During exercise, the average person may lose close to a liter of water in sweat, through which a person can lose significant amounts of electrolytes like sodium and potassium. Depending on the intensity of the exercise, one can also deplete significant amounts of the fuels used to power physical activity. While activities of lower intensity tend to utilize fat as a primary fuel source, more demanding activities rely on glycogen, a storage form of glucose, which is found primarily in muscles. The degree to which muscle glycogen can be re-synthesized after exercise is a key component in recovering from strenuous aerobic exercise and is a marker for how well people can perform during their next workout.
Depending on a beverage's carbohydrate content and how quickly after exercise it is consumed, certain drinks will replenish glycogen stores better than others. Sports drinks consisting mainly of water and a glucose-fructose syrup will always be the best choice for post-exercise recovery. Drinking products such as Gatorade and Powerade are especially good hydrators because they contain key electrolytes such as sodium, which aid in fluid retention and encourages drinking. Pure water, on the other hand, may succeed in quenching thirst and replacing fluids to some degree, but beverages laden with carbohydrates will always have an advantage over water when it comes to replenishing glycogen. So how does beer, which contains about 10 grams of carbohydrate per 12 ounces, compare to these stereotypical thirst quenchers in its ability to hydrate and replenish glycogen?

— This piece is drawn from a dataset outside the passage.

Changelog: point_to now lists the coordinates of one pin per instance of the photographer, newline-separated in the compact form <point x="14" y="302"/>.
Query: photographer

A review paper published by the School of Sport and Exercise Sciences at Loughborough University, UK, states that synthesis of glycogen in both the muscles and the liver of animals is impaired, even when relatively low levels of alcohol are consumed. Alcohol slows both digestion and absorption of glucose, the key ingredient used to make glycogen, so if alcohol is used to replace a high carbohydrate meal after exercise, beer will simply not make the cut. While a pint of beer might be a better means of hydration than one glass of water, water does not show the same potential to slow the synthesis of glycogen, nor does it show the same potential to dehydrate if consumed in larger amounts.
"Low alcohol beverages aren't too bad for hydration, especially if you begin a bit dehydrated, but higher alcohol content beverages are detrimental," said Janet Rankin, a Virginia Tech professor of sports nutrition.
Alcohol has a significant diuretic effect on the body, and beverages like beer, which contain around 4 percent alcohol per volume, tend to delay the recovery process by promoting urine loss. This effect is amplified with each beer you drink and is even greater when you drink liquor or wine. While one pint of beer may not produce significant urine loss, this is still an interesting piece of information for those who like to go out drinking after a Friday afternoon workout.
Despite Granada's findings, it is hard to recommend a cold beer to someone as a means of proper recovery after a workout, and it's just not a smart choice when the goal is optimal recovery. Alcohol has been shown to inhibit optimal glycogen synthesis after exercise and also to impair hydration when consumed in higher amounts, but the small amount of beer suggested in Granada's study would probably not be enough to elicit these effects. However, if your goal is to come back strong during your next workout, the best choice will always be a sports drink for post-exercise recovery.